Sans débat contradictoire, sans demande préalable d’explications, cette décision fut prise pour les motifs les plus variés : souhait de partager les fonds publics entre les scènes picardes, mauvaise prestation pour l’accueil de l’orchestre de Picardie etc. le feuilleton est long et biscornu.
Cette décision usurpatoire met gravement en péril la MCA qui avait déjà, comme c’est l’usage, programmé sa saison 2009-2010 et pris des engagements contractuels fermes et définitifs.
Son collègue, président du conseil général, socialiste, gestionnaire en « bon père de famille » vient de se distinguer en interdisant dix jours avant l’ouverture une exposition de dessins réalisés par des dessinateurs de BD dont les talents sont reconnus par les professionnels.
Les dessins seraient une atteinte à l’image de la femme et contraires aux valeurs que le conseil général de gauche portent !

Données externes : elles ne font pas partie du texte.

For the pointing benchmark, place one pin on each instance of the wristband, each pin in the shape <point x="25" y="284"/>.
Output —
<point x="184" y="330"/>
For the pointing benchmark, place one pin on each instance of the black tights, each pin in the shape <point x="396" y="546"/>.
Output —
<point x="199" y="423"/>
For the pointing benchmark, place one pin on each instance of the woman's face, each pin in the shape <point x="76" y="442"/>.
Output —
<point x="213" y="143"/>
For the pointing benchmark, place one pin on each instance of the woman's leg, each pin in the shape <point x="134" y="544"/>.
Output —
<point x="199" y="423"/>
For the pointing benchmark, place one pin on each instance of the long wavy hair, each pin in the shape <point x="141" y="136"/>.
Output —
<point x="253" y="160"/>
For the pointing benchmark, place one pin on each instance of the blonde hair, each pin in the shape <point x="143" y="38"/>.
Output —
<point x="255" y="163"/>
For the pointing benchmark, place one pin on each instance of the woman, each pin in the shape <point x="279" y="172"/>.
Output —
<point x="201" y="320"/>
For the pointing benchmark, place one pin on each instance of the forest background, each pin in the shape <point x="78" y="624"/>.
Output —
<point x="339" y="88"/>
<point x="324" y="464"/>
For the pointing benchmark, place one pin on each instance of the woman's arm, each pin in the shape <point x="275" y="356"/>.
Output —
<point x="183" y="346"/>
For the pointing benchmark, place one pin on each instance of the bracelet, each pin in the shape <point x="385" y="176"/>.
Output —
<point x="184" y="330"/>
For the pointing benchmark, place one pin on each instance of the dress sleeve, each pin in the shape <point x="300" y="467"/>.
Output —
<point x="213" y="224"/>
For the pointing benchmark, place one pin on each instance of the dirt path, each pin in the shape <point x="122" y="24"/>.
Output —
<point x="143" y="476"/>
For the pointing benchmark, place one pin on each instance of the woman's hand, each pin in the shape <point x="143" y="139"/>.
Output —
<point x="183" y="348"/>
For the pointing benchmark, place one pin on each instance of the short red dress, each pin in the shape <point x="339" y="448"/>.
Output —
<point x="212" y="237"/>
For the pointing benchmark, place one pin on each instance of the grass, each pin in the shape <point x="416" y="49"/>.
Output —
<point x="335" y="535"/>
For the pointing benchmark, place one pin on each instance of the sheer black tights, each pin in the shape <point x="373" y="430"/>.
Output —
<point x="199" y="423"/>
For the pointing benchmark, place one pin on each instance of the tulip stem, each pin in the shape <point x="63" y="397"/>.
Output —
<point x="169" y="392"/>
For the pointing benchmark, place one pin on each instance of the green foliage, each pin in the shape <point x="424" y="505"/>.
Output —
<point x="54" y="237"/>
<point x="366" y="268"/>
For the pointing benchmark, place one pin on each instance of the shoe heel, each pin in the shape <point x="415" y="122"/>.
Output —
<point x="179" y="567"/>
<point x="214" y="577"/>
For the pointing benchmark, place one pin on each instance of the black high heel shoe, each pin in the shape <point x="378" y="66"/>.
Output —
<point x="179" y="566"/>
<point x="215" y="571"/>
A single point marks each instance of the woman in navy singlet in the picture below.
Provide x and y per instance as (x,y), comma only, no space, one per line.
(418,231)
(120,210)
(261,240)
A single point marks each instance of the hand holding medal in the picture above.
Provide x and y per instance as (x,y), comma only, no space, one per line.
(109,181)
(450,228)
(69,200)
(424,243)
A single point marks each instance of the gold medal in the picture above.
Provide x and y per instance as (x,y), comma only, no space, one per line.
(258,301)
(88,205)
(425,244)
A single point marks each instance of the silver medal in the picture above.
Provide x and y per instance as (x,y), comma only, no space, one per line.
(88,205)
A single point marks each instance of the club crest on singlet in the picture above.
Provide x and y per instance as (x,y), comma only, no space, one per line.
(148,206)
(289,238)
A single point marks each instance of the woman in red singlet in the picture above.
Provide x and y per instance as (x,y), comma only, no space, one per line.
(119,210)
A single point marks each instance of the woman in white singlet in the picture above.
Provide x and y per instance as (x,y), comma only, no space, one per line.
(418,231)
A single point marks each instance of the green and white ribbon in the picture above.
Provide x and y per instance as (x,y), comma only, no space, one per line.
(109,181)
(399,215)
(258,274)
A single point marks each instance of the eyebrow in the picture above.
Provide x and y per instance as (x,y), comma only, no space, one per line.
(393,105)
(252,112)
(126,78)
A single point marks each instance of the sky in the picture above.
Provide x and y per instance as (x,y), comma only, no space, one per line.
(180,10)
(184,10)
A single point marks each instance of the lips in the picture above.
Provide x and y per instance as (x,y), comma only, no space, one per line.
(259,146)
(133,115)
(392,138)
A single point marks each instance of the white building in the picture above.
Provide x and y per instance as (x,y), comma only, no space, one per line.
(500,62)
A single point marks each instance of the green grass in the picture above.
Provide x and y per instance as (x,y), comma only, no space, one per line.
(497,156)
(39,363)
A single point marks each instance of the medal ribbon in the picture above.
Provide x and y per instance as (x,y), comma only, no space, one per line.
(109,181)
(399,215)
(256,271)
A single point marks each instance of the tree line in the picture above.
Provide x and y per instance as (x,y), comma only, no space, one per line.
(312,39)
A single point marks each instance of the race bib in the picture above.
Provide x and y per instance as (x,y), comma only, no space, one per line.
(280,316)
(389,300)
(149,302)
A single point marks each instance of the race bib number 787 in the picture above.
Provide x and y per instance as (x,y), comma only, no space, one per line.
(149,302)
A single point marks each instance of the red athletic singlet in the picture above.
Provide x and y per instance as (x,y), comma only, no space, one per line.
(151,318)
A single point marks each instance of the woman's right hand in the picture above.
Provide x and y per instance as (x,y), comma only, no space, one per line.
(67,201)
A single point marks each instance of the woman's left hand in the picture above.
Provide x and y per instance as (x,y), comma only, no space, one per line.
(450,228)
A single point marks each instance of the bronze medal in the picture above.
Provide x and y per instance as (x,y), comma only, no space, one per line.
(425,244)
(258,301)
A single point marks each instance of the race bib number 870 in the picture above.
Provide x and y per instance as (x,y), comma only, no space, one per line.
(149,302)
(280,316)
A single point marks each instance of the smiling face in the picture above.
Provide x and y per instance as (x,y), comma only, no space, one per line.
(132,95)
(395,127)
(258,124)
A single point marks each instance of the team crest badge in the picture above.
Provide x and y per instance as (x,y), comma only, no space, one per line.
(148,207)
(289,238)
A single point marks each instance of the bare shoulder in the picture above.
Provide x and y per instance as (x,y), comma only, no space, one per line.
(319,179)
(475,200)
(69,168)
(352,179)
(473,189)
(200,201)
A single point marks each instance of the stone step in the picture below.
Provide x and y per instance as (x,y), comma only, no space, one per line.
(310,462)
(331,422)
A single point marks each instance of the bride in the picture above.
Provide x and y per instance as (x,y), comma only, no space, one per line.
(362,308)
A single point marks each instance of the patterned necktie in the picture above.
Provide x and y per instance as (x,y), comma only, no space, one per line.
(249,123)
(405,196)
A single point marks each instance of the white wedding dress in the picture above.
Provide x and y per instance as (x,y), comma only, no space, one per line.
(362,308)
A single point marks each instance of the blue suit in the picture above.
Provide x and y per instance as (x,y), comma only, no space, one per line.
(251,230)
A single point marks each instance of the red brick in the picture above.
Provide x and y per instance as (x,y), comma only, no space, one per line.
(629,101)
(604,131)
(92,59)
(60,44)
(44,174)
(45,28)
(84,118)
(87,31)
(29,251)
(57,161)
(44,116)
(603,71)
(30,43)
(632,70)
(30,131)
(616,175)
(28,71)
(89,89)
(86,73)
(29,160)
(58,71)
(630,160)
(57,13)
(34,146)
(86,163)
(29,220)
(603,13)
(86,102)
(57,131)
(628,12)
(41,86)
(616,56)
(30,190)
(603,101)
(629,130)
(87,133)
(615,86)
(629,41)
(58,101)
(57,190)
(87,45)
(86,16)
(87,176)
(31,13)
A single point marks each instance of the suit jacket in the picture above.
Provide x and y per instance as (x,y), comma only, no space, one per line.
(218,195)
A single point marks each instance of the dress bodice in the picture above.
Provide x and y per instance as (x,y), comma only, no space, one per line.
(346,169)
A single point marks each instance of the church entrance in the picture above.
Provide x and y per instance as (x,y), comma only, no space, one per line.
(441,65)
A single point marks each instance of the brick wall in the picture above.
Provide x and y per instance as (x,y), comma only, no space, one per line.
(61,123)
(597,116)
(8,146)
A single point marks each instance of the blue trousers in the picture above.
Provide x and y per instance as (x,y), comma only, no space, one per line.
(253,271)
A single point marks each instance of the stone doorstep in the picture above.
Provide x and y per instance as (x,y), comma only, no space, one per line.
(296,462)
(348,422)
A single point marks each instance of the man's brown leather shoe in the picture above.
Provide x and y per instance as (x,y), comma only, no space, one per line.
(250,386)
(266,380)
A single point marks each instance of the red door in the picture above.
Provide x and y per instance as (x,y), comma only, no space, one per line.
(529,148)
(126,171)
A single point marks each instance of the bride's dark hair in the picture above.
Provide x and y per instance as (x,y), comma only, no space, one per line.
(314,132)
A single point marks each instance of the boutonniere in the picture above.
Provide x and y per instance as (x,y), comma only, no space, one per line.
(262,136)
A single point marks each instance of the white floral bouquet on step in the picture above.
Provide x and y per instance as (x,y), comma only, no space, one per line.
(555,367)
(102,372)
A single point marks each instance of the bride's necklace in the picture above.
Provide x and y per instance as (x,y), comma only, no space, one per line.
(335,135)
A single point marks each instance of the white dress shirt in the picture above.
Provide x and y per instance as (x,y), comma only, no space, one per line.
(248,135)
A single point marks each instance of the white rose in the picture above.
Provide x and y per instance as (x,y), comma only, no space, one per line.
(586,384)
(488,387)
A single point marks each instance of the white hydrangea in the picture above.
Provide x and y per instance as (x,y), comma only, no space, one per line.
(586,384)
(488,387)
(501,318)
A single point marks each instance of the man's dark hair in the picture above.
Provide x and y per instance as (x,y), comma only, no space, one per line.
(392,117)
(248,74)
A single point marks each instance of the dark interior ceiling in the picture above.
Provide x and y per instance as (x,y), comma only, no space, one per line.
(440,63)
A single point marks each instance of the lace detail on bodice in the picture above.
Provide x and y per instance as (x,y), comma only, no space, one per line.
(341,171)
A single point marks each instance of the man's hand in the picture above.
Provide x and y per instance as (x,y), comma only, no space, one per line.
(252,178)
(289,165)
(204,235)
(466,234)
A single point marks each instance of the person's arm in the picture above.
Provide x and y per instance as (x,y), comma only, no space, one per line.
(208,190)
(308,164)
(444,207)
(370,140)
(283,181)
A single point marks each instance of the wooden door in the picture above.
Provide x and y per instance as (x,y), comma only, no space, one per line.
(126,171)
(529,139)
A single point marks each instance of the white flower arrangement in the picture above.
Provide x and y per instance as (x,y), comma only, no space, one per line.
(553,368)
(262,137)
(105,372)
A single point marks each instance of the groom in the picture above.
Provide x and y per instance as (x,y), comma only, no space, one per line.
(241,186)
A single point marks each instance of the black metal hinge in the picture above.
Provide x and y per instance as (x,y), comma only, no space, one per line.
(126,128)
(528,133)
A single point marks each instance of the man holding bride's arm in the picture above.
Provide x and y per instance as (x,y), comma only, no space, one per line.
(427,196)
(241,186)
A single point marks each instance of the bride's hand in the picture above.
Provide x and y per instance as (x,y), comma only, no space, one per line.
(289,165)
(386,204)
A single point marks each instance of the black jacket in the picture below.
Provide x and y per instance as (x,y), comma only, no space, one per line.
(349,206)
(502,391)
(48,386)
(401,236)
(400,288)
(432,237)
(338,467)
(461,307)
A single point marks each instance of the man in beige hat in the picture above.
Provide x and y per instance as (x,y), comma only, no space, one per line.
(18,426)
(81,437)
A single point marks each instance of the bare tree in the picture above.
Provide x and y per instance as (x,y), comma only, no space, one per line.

Pour mieux assumer sa pudibonderie, il va même invoquer dans une argutie casuistique que ces dessins de femmes peuvent faire penser à des enfants - argument suprême, il y aurait de la pédophilie dans l’air ! Dans le même esprit, le FN a jugé utile de publier un communiqué approuvant cette démarche preux.
Alors cette culture, de gauche ou de droite ?
Certains pourraient y voir, la fin du schisme gauche-droite, le bon sens et la raison l’emportant sur le bipartisme, la gestion de la raison au profit du bien public ?
Ce serait naïf, reprenons à notre compte la citation (il faut toujours en mettre dans les copies au bac !) de François de la Rochefoucauld « s’il y a des hommes dont le ridicule n’ait jamais paru c’est qu’on ne l’a pas bien cherché. »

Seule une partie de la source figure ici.